Der Klimawandel wirkt zum einen durch den CO2-Düngungseffekt auf die Reisernte. So könnte nach Freilandexperimenten eine Erhöhung der CO2-Konzentration auf 570 ppm zu einem Plus von 7-15 % bei der Reisernte führen. Eine deutliche Temperaturzunahme könnte diesen Effekt jedoch wieder aufheben. Auch Niederschlagsänderungen sind von Bedeutung.[2]
Die Ernten des bewässerten Reisanbaus werden nach Modellberechnungen bis Ende des Jahrhunderts um etwa 10 % durch den Klimawandel zurückgehen. Dabei sind die regionalen Unterschiede relativ groß. Die stärksten Verluste werden mit 23-30 % im trockenen Nordwesten erwartet, die geringsten im regenreichen Osten und Nordosten. Entscheidend ist dabei die Reaktion der Reispflanzen auf die höheren Temperaturen. Reis ist zwar als tropische Pflanze relativ gut an hohe Temperaturen angepasst. Die indischen Reissorten sind jedoch empfindlich gegenüber hohen Minimumtemperaturen von über 19 °C, hauptsächlich wegen einer reduzierten Verlagerung der organischen Stickstoff- und Kohlenstoffverbindungen in der Pflanze. Aber auch zu hohe Maximumtemperaturen, wie sie mit einem Anstieg um 4-5,3 °C vor allem für den Nordwesten Indiens projiziert werden, können die Reispflanzen unter Stress setzen.[2]

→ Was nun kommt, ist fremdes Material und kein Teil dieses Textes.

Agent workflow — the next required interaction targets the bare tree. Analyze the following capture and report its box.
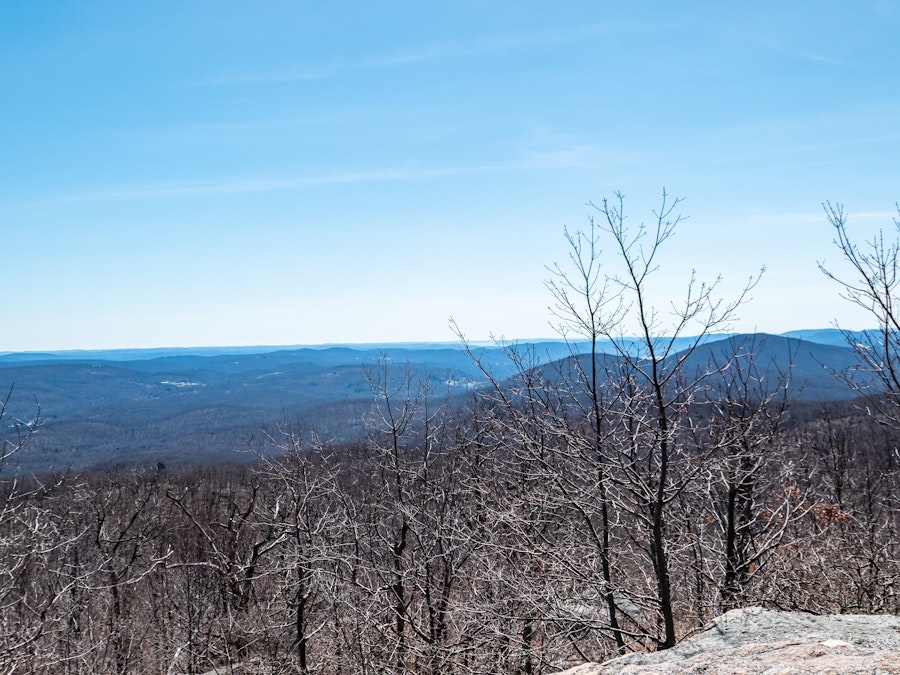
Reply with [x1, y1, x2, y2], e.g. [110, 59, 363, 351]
[819, 202, 900, 426]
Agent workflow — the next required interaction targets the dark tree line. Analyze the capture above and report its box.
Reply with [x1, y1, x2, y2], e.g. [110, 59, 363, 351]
[0, 197, 900, 675]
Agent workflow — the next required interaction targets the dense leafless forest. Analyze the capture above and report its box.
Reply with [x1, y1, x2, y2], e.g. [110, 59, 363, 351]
[0, 202, 900, 675]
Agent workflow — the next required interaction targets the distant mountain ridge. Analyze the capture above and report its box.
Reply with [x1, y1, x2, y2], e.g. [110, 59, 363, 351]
[0, 329, 880, 472]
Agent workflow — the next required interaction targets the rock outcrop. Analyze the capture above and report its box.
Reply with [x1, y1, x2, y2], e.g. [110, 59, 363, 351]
[560, 607, 900, 675]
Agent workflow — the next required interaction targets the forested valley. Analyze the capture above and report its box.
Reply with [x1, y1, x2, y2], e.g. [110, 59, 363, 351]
[0, 195, 900, 675]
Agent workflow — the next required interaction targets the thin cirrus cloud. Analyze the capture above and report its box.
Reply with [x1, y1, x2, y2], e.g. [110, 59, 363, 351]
[189, 26, 613, 87]
[52, 165, 524, 202]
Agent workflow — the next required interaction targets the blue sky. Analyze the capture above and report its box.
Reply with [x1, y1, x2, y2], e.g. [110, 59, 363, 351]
[0, 0, 900, 351]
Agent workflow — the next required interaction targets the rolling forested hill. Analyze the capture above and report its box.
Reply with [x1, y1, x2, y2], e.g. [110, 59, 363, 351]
[0, 331, 872, 471]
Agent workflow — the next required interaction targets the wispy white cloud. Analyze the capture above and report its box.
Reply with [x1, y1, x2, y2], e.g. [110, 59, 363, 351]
[49, 165, 510, 202]
[189, 25, 613, 87]
[47, 145, 608, 202]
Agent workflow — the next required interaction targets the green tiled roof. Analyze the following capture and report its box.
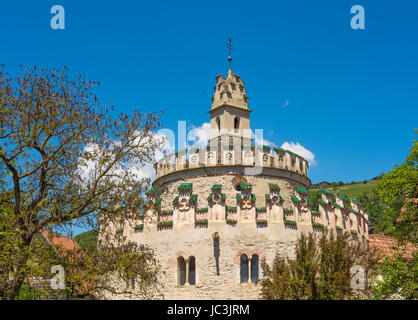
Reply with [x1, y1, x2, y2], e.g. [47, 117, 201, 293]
[189, 194, 197, 202]
[337, 193, 350, 201]
[240, 183, 253, 190]
[295, 186, 308, 194]
[284, 220, 296, 224]
[146, 188, 158, 195]
[292, 196, 300, 202]
[312, 222, 324, 228]
[269, 183, 280, 190]
[179, 183, 193, 191]
[351, 199, 361, 206]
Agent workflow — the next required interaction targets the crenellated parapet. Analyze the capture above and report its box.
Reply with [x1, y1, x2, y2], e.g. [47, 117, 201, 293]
[141, 183, 368, 245]
[154, 139, 309, 180]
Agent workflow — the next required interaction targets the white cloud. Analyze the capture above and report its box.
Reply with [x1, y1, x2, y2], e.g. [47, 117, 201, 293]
[77, 133, 174, 185]
[281, 141, 318, 166]
[187, 122, 210, 147]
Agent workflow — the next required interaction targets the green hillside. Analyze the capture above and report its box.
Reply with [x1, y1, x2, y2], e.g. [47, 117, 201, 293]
[74, 230, 97, 250]
[310, 179, 378, 199]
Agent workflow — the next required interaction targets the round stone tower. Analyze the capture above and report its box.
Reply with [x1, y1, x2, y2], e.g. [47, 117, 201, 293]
[103, 63, 368, 299]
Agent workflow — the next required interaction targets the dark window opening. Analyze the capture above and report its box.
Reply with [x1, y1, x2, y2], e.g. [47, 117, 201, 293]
[177, 257, 186, 286]
[251, 254, 258, 283]
[240, 254, 248, 283]
[189, 257, 196, 285]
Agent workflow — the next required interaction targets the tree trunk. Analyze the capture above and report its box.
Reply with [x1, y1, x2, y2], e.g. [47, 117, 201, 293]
[4, 240, 30, 300]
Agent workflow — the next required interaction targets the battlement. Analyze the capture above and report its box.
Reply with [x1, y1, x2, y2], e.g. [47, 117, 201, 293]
[111, 183, 369, 245]
[154, 139, 309, 179]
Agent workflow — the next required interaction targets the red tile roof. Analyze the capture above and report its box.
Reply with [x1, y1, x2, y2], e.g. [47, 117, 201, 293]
[369, 234, 416, 258]
[42, 230, 79, 251]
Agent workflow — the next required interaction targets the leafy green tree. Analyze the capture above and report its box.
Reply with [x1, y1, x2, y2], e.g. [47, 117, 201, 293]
[0, 66, 161, 299]
[374, 130, 418, 245]
[357, 190, 392, 235]
[372, 130, 418, 299]
[260, 230, 376, 300]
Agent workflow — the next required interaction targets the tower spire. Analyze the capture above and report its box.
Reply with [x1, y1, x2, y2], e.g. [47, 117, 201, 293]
[226, 38, 232, 73]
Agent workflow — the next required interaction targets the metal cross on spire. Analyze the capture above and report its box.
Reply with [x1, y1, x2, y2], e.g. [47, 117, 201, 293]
[226, 38, 232, 70]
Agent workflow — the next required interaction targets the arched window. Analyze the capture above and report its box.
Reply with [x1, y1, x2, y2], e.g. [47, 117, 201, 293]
[251, 254, 258, 283]
[234, 117, 239, 129]
[189, 257, 196, 285]
[240, 254, 248, 283]
[177, 257, 186, 286]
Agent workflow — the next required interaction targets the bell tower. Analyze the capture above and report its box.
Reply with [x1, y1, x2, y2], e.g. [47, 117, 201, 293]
[209, 38, 251, 136]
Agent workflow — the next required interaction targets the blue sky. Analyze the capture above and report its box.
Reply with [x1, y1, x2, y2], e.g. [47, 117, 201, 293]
[0, 0, 418, 183]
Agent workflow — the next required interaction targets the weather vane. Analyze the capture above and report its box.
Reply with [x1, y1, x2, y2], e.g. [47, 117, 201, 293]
[226, 38, 232, 70]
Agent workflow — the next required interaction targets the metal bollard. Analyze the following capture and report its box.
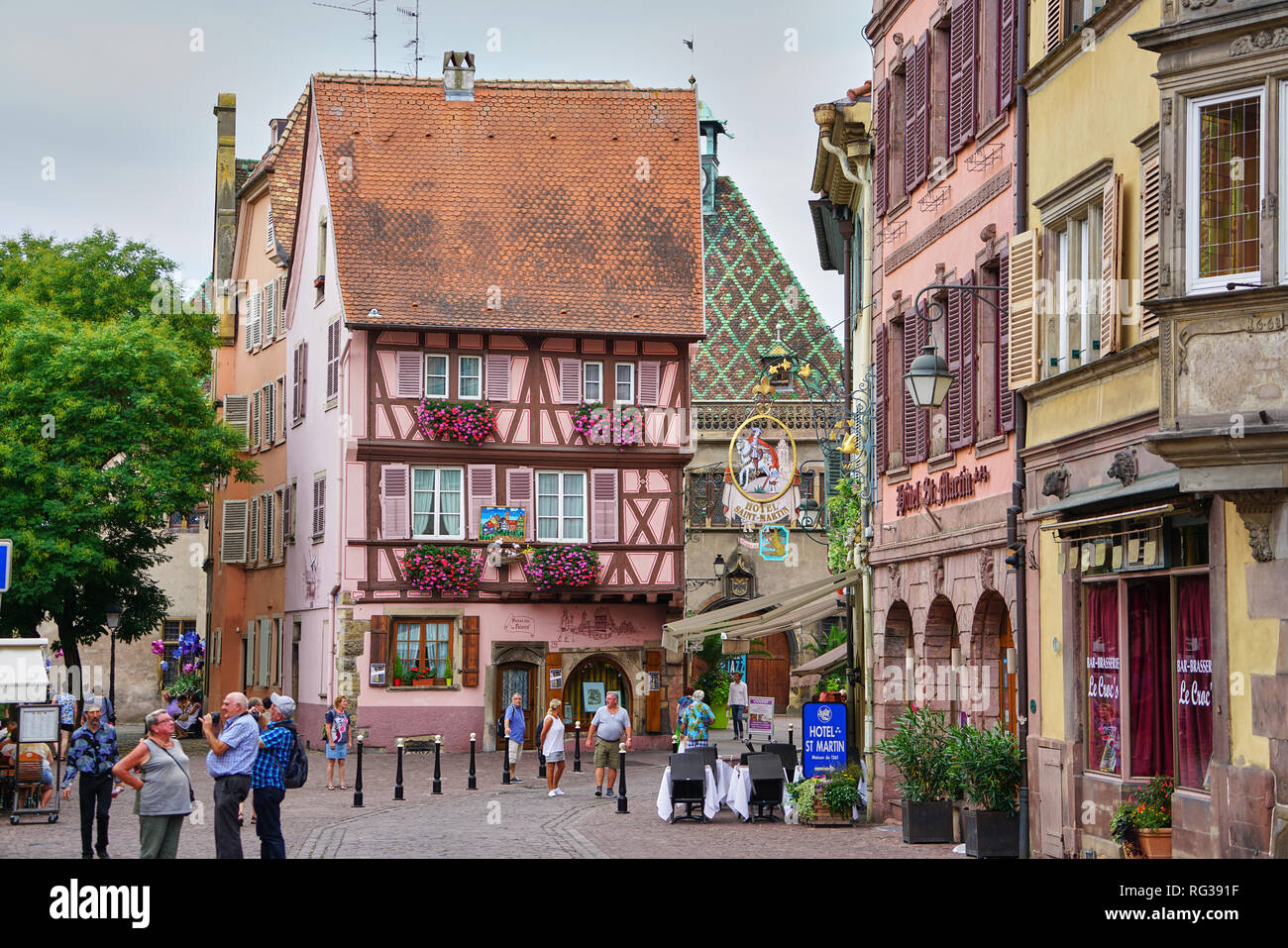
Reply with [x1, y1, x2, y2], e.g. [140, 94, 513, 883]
[430, 734, 443, 796]
[617, 745, 630, 812]
[496, 724, 510, 785]
[353, 734, 362, 806]
[394, 738, 403, 799]
[465, 730, 480, 790]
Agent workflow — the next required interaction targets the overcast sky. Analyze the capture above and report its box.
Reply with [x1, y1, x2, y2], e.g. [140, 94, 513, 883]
[0, 0, 872, 340]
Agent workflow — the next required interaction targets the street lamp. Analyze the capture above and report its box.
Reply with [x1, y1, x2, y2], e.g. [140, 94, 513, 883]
[105, 601, 121, 715]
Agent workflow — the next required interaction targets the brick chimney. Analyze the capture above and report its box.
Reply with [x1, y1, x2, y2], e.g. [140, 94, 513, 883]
[211, 93, 237, 345]
[443, 51, 474, 102]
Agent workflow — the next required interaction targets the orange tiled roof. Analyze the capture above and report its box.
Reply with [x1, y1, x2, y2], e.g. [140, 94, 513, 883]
[313, 74, 703, 338]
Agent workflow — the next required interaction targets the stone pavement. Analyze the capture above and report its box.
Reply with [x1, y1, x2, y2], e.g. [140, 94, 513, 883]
[0, 726, 965, 859]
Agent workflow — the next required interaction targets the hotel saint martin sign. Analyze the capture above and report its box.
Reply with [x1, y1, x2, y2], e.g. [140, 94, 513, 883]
[722, 409, 800, 526]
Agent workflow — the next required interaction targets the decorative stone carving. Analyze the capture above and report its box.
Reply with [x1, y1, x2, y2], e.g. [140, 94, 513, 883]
[1105, 448, 1136, 487]
[979, 550, 996, 588]
[1226, 29, 1288, 55]
[1042, 464, 1069, 500]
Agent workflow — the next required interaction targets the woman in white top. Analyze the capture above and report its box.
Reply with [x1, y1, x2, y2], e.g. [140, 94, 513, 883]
[541, 698, 564, 796]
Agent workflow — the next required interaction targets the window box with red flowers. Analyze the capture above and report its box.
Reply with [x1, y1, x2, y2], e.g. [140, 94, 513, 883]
[523, 544, 599, 591]
[416, 398, 496, 445]
[402, 544, 483, 596]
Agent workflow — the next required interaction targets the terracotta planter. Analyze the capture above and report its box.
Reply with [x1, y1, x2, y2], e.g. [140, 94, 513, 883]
[1136, 827, 1172, 859]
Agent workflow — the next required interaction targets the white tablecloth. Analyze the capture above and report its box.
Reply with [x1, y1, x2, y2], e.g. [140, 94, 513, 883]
[657, 764, 728, 820]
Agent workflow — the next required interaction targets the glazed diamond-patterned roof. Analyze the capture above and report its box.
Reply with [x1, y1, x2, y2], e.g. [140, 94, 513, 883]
[313, 74, 703, 339]
[693, 177, 842, 402]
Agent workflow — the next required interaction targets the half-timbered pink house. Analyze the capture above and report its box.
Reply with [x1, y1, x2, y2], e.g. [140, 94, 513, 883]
[286, 62, 703, 750]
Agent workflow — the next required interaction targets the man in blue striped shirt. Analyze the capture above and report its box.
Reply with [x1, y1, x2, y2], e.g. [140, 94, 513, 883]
[201, 691, 259, 859]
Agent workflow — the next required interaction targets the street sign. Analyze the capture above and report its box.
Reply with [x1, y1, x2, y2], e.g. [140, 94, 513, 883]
[802, 700, 849, 778]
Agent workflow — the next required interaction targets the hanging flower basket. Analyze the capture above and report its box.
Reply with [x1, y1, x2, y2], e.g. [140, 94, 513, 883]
[523, 544, 599, 590]
[402, 544, 483, 596]
[416, 398, 496, 445]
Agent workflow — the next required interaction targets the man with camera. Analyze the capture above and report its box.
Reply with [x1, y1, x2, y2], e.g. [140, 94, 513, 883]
[201, 691, 259, 859]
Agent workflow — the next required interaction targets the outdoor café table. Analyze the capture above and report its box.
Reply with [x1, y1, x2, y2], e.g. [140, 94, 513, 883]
[657, 767, 720, 822]
[725, 765, 791, 823]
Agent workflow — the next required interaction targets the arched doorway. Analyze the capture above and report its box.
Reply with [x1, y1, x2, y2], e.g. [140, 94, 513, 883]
[563, 655, 635, 733]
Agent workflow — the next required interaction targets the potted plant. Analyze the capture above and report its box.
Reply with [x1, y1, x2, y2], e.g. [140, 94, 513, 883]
[1127, 774, 1176, 859]
[952, 724, 1022, 859]
[876, 706, 953, 842]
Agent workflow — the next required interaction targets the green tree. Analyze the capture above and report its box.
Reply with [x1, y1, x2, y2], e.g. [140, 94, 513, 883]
[0, 232, 257, 669]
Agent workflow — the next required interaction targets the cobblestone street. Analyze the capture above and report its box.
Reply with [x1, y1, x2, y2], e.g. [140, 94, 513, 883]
[0, 741, 965, 859]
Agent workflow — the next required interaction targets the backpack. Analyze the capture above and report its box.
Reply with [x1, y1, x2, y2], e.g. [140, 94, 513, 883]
[283, 728, 309, 790]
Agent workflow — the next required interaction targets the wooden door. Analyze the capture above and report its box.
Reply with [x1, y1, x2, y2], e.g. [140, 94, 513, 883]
[494, 662, 541, 747]
[747, 632, 793, 715]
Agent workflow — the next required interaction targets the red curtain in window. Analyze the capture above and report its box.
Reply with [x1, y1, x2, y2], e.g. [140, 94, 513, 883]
[1127, 579, 1172, 777]
[1087, 583, 1122, 774]
[1176, 576, 1212, 789]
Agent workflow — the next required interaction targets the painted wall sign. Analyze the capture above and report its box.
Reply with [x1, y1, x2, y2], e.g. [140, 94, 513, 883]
[896, 465, 989, 516]
[802, 700, 849, 777]
[480, 507, 528, 540]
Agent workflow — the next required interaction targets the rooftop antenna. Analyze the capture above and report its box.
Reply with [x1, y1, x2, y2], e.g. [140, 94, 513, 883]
[313, 0, 378, 74]
[398, 0, 425, 78]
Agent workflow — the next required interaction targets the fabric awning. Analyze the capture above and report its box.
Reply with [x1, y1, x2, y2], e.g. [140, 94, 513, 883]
[0, 639, 49, 704]
[662, 570, 863, 651]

Beim Regenfeldbau, auf den 42 % der Reisanbaugebiete Indiens fallen, zeigen die Modelle eine relativ starke Reduktion der Reisernte bis 2020 um 6 %. In den folgenden Jahrzehnten wird jedoch mit einer relativ unbedeutenden Verringerung von weniger als 2,5 % gerechnet. Der Grund sind deutliche Zunahmen der Reisernte durch den Klimawandel von z.T. bis zu 20 % bis zum Jahrhundertende im Süden Indiens, die die Verluste in den übrigen Regionen z.T. ausgleichen. Der Süden erhält mit 400-800 mm ggenwärtig relativ mäßige Monsunniederschläge. Eine Erhöhung um 15-25 %, wie sie Modellprojektionen zeigen, bedeutet eine deutliche Verbesserung der Anbaubedingungen. Im Osten und Nordosten dagegen mit gegenwärtig schon über 1000 mm Niederschlägen während des Sommermonsuns führt eine Zunahme der Regenfälle um 10-35 % zu Ernteverlusten.[2]
Einzelnachweise
- ↑ 1,0 1,1 1,2 1,3 R.K. Mall et al. (2006): Impact of climate change on Indian agriculture: a review, Climatic Change (2006) 78: 445–478
- ↑ 2,0 2,1 2,2 2,3 Soora, N.K., et al. (2013): An assessment of regional vulnerability of rice to climate change in India, Climatic Change, DOI 10.1007/s10584-013-0698-3
- ↑ Blunden, J., D. S. Arndt, and M. O. Baringer, Eds. (2011): State of the Climate in 2010. Bull. Amer. Meteor. Soc., 92 (6), 1–266.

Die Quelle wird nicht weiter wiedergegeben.